Parce que nous voulions atteindre ce dernier résultat, nous avons pris très vite les textes d’application – le dernier décret a été pris le 6 février dernier – et engageons une action européenne, de façon que ces mesures soient partagées par nos partenaires, et internationale, pour continuer à sensibiliser les grands acteurs de l’Internet. À cet égard, je serai aux États-Unis la semaine prochaine pour rencontrer mes homologues, ainsi que ceux qui sont en charge de la sécurité et de la justice, et les grands opérateurs Internet pour les sensibiliser.

Madame Chapdelaine, vous m’avez ensuite interrogé sur les libertés publiques. Or, comme l’ont montré les événements du mois de janvier dernier, ce qui porte atteinte aux libertés publiques, c’est l’extrême violence perpétrée à l’encontre de ceux qui, au sein de notre République, garantissent la liberté ou l’incarnent : les journalistes, qui l’exercent jusqu’à l’impertinence, les policiers et les gendarmes, qui incarnent l’État de droit, et tous ceux qui ont fait le choix d’exercer librement leur culte et qui se trouvent visés en raison de la religion qu’ils ont choisie ; je pense aux Français de confession juive.

Ce sont donc non pas les dispositions que prennent les États démocratiques imprégnés des valeurs républicaines pour protéger leurs concitoyens de l’atteinte faite aux libertés publiques qui menacent celles-ci, mais ceux qui se chargent de détruire tous ceux qui les incarnent dans la démocratie, parce qu’ils haïssent la liberté et les valeurs de la République.
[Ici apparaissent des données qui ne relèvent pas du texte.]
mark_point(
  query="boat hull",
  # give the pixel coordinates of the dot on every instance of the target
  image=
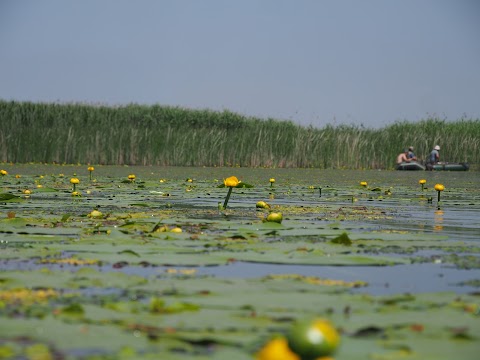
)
(413, 165)
(437, 167)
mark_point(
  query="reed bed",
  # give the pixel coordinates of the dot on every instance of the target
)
(172, 136)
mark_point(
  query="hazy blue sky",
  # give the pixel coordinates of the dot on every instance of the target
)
(368, 62)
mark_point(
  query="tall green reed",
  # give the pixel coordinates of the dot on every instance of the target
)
(172, 136)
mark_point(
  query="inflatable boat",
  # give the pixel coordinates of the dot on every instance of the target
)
(413, 165)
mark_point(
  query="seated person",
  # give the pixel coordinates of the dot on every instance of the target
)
(411, 154)
(403, 157)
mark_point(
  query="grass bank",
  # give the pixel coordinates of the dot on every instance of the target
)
(172, 136)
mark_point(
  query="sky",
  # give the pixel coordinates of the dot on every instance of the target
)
(315, 62)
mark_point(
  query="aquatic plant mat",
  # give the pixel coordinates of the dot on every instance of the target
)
(396, 272)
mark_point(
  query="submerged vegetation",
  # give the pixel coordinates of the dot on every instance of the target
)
(172, 136)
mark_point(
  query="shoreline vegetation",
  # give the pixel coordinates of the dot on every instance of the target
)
(67, 133)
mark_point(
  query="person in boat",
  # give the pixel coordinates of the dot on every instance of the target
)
(411, 154)
(434, 157)
(403, 157)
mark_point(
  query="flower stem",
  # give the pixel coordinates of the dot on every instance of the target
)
(228, 197)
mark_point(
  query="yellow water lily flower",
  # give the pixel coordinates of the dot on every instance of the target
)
(95, 214)
(74, 182)
(422, 182)
(232, 181)
(276, 349)
(275, 217)
(439, 188)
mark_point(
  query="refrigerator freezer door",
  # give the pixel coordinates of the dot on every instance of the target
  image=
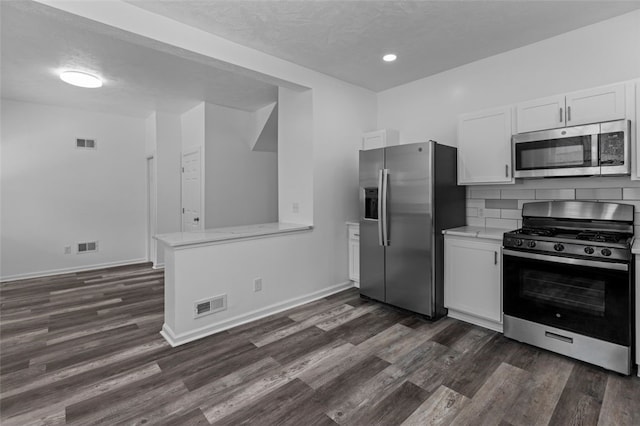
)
(410, 233)
(371, 251)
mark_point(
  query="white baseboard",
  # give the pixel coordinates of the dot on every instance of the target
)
(180, 339)
(491, 325)
(71, 270)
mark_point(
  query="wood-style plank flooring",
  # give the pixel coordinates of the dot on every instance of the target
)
(85, 349)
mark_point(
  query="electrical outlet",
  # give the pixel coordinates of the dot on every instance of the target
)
(257, 284)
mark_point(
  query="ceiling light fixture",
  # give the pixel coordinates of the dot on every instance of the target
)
(81, 79)
(389, 57)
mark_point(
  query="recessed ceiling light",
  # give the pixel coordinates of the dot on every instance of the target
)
(81, 79)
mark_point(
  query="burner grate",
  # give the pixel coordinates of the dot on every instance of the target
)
(543, 232)
(602, 237)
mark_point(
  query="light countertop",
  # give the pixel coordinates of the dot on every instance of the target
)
(215, 235)
(477, 232)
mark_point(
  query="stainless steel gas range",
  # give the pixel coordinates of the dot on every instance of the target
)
(568, 281)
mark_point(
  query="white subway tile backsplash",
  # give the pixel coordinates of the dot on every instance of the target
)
(511, 214)
(631, 193)
(555, 194)
(518, 194)
(475, 221)
(501, 204)
(633, 203)
(485, 193)
(475, 203)
(501, 223)
(523, 202)
(599, 194)
(491, 212)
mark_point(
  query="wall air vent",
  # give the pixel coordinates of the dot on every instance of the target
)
(86, 143)
(88, 247)
(209, 306)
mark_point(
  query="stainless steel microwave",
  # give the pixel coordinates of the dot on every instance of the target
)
(593, 149)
Cela ne doit pas nous empêcher de combattre le terrorisme dans le respect rigoureux des principes du droit. C’est la raison pour laquelle nous avons voulu des mesures exceptionnelles qui ne soient pas des mesures d’exception. C’est la raison pour laquelle cette majorité, ce gouvernement se sont opposés à des amendements qui avaient un caractère symbolique mais qui étaient totalement anticonstitutionnels ; je pense notamment aux propositions sur la déchéance de la nationalité. Nous avons d’ailleurs bien fait d’agir de la sorte car, dans le cadre d’une question prioritaire de constitutionnalité examinée la semaine dernière, le Conseil constitutionnel a bien délimité le périmètre de notre capacité d’intervention en la matière.

Enfin, nous devons le faire dans le respect des dispositions conventionnelles – Convention de sauvegarde des droits de l’homme et des libertés fondamentales – et des principes généraux du droit. C’est en respectant la Constitution, les principes généraux du droit et le droit international, notamment les conventions, telles que la Convention européenne des droits de l’homme, que la lutte contre le terrorisme atteindra une efficacité maximale sans qu’à aucun moment les libertés publiques ne s’en trouvent obérées.